To install, run the following code:
install.packages("devtools")
library("devtools")
devtools::install_github("wlktan/LireNLPSystem")
library(LireNLPSystem)
For the demo, you should also have the following installed:
install.packages("readr")
install.packages("dplyr")
install.packages("tidyr")
install.packages("caret")
library(LireNLPSystem)
library(readr)
library(dplyr)
library(tidyr)
library(caret)
Installation should be straight-forward; however if you are using MacOS the dependency package rJava could throw errors. This is because R needs to know where Java is on the machine. In that case open Terminal and do the following which is adapted from this source:
First, install Xcode (if not already installed):
xcode-select --install
Then install Java8 (newer versions may exist but this should be sufficient):
curl -#ROL -b "oraclelicense=a" http://download.oracle.com/otn-pub/java/jdk/8u60-b27/jdk-8u60-macosx-x64.dmg
open jdk-8u60-macosx-x64.dmg
Now, we need to tell R to use the installed Java 8 as JAVA_HOME
R CMD javareconf
Finally, install rJava
from source and compile it against the Java 8 JDK.
R --quiet -e 'install.packages("rJava", type="source", repos="http://cran.us.r-project.org")'
If you run into an error try:
curl -#ROL https://www.rforge.net/rJava/snapshot/rJava_0.9-8.tar.gz
R CMD INSTALL rJava_0.9-8.tar.gz
You may also try searching for "configuring rJava on Mac" on the internet.
There are five main R functions in this package:
These functions together creates the workflow for the NLP system for the LIRE project. The NLP system includes the 26 findings described in Tan et. all (Academic Radiology, 2018), as well as 10 additional rare and serious
findings. Please see File lire_finding_matrix.xlsx
file, Sheet finding_matrix
Column finding_string
for the complete list.
This function takes in a data frame, and segments the imagereporttext
column into the following sections: History
, Exam
, Comparison
, Technique
, Body
, Impression
, Datetime
. Some of these sections may be empty.
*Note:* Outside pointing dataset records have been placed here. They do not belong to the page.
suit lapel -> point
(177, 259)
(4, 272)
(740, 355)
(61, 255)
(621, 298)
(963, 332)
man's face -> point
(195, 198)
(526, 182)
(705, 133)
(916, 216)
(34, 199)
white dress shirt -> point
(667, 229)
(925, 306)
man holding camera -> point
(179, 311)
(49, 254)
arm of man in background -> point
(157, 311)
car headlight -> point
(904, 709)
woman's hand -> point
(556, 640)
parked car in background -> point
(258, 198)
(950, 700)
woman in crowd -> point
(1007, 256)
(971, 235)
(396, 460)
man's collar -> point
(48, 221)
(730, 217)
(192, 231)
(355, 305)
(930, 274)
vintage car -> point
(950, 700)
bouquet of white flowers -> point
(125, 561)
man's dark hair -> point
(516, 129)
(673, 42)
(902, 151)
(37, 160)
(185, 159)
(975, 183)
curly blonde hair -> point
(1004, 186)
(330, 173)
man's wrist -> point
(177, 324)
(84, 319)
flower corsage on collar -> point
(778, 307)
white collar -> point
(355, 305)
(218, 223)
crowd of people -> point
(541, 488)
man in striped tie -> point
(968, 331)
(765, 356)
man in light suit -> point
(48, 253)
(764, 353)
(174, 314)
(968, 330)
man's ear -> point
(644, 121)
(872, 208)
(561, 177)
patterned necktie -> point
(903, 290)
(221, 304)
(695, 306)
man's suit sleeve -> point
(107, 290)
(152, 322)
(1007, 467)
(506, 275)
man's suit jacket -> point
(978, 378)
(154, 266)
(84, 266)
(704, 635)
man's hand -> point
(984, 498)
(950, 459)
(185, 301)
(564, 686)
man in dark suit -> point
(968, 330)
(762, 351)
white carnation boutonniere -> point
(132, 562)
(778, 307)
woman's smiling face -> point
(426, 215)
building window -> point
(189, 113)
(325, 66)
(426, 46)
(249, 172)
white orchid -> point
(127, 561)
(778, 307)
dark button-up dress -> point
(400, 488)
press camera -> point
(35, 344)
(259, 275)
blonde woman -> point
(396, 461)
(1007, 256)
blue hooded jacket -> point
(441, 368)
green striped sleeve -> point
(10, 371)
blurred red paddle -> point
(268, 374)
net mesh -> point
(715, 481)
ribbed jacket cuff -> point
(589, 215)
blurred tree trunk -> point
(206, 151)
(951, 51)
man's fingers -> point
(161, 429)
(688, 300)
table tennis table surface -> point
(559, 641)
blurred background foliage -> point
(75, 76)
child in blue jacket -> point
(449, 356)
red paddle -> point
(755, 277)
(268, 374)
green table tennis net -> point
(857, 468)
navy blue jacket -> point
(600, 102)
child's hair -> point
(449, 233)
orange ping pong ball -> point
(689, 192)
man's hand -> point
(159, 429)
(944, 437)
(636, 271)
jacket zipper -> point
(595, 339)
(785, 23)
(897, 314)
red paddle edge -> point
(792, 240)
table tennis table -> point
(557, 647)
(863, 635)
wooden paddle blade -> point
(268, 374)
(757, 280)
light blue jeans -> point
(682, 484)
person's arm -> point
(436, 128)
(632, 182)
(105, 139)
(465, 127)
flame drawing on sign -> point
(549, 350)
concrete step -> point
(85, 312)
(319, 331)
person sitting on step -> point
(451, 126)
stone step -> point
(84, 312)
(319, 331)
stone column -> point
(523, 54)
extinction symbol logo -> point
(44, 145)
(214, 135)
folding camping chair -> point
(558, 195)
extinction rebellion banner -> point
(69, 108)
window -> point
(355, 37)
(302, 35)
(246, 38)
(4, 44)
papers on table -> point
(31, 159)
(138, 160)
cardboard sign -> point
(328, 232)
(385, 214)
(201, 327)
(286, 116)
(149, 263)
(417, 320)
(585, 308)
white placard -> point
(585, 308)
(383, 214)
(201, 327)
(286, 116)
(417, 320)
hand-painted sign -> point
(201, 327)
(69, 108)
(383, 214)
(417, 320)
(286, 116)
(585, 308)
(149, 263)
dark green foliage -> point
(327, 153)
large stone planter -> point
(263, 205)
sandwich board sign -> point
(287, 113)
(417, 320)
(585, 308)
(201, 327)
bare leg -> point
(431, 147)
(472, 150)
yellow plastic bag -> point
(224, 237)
This code is developed and validated ONLY for the four LIRE sites:
- site = 1: Kaiser Permanente Washington (previously Group Health)
- site = 2: Kaiser Permanente Northen California
- site = 3: Henry Ford
- site = 4: Mayo Clinic
The default is site = 2
. If you are NOT using LIRE reports, the algorithm may be inaccurate.
Example usage:
### This is fake data.
text.df <- data.frame(patientID = c("W231", "W2242", "W452", "5235"),
examID = c("631182", "1226", "2090", "1939"),
siteID = c(2,2,2,2),
imageTypeID = c(1,3,1,3),
imagereporttext = c("** HISTORY **: Progressive radicular symptoms for 8 weeks Comparison study: None
** FINDINGS **: Dextroconvex scoliosis with apex at L3.
** IMPRESSION **: Scoliosis present.",
"** FINDINGS **: Disk height loss is present focally.
** IMPRESSION **: Mild to moderate broad-based disc bulge.",
"** FINDINGS **: canal stenosis and mild narrowing of the left latera.
** IMPRESSION **: mild bilateral foraminal narrowing.",
"** FINDINGS **: Disc unremarkable.
** IMPRESSION **: Foraminal stenosis."))
segmented.reports <- SectionSegmentation(text.df, site = 2)
View(segmented.reports)
This function takes in a data frame, with at the minimum these columns:
imageid
: Unique identifier of reportbodyText
: Column of text of report bodyimpressionText
: Column of text of report impressionfindings_longstring
: String of findings separated with ;, for example disc_degeneration;endplate_edema. Full finding list available in thelire_finding_matrix.xlsx
file on GitHub page.
This function assumes reports are sectioned into body and impression. To use this function if only one column of report text is available, please create an extra column for impression and fill it with NA
.
The function passes the data frame to the RuleBasedNLP.jar
file in inst/java
, and outputs sentence level prediction of the following:
- Sentence: The exact sentence from report.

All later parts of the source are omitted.